「乗りたい」「欲しい」と話題沸騰! それでも「市販」されなかった「幻の」コンセプトカー5台 (2/2ページ)

かつての名車をモチーフにしたコンセプトカーも多く登場した

3)日産IDx

 こうしたヘリテージを感じさせるデザインモチーフというのはショーモデルにおける定番。2013年 第43回東京モーターショーにおいて日産が公開したショーモデル「IDx」は、まさしく510ブルーバードを21世紀に蘇らせたようなスクエアなフォルムが、逆にジェネレーションZ(1990年代に生まれた世代)に刺さるスタイリングで、老若男女問わず高い評価を受けたショーモデルだ。

 量産バージョンの「IDxフリーフロー」とレースバージョンの「IDx NISMO」が並べられた姿からは市販前提という期待も高まったが、残念ながら結果的には量産には至らなかった。

 もっとも、ショーの段階でリヤ駆動をにおわせつつ、公式にはNISMO仕様で1.6リッターターボとCVTを組み合わせたパワートレインを想定するなど、じつは中身はFWDプラットフォームを考えていたはずで、このスタイルをFFベースで出しても市場に受け入れられないというリサーチ結果が開発を凍結させたのかもしれない。

4)スズキLC

 510ブルーバードと同じ1967年に誕生したモデルをモチーフに生まれたショーモデルがスズキ「LC」。その名前とスタイルが示しているように2代目フロント(LC10型)にインスパイアされたカップル向け軽自動車のコンセプトカーだ。小さいクルマだからこその愛らしさ、パートナー感を全身で表現したスタイリングでは、あえてフェンダーミラーを現代風にデザインしていることも特徴のひとつ。

 プラットフォーム的には軽自動車をそのまま利用できるため実現性は低くはなく、市販されれば一定以上の支持を集めること間違いなしといわれたが、残念ながらこのスタイルが公道を走ることはなかった。もっとも、リサーチ結果はラパンのデザインに活かされているといえそうだ。

5)ホンダProject 2&4

 最後に紹介するホンダの「Project 2&4」は、公道モデルとしての市販を望むようなモデルではなかったが、サーキット遊びをするためのモデルとして量産が期待された一台。フォーミュラカーとスーパーバイク、それぞれの要素を併せ持つワンシーターモデルが世界初公開されたのは2015年のジュネーブモーターショー。その際は左ハンドル仕様だったが、同年の第44回東京モーターショーでは右ハンドル仕様が展示され、そうしたローカライズからも富裕層向けのサーキット専用車として計画が進んでいることを予感させた。

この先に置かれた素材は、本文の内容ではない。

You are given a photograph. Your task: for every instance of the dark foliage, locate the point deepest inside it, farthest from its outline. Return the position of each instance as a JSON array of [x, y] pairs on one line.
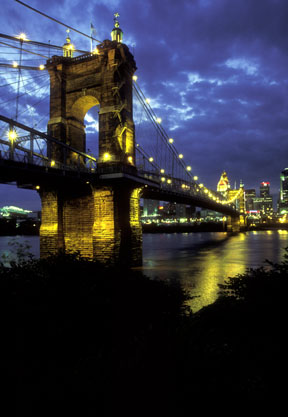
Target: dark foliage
[[70, 325]]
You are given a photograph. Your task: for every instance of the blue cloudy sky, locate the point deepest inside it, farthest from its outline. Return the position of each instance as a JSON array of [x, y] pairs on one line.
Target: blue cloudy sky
[[216, 72]]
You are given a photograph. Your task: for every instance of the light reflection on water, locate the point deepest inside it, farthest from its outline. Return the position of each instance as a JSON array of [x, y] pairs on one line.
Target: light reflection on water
[[200, 261]]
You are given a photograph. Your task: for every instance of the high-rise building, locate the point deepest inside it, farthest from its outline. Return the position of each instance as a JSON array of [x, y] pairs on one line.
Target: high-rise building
[[249, 199], [264, 203], [283, 200], [265, 189]]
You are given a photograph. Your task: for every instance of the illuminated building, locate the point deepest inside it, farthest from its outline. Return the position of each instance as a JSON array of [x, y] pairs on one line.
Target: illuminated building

 鈴鹿サーキットなどでレンタルできれば乗ってみたいと妄想したファンも少なくないのではないだろうか。ちなみに、パワートレインはMotoGPマシンのストリートレプリカといえるRC213V-Sに搭載された999cc V型4気筒エンジンで、215馬力/13000rpmのスペックで、トランスミッションは6速DCTと発表されていた。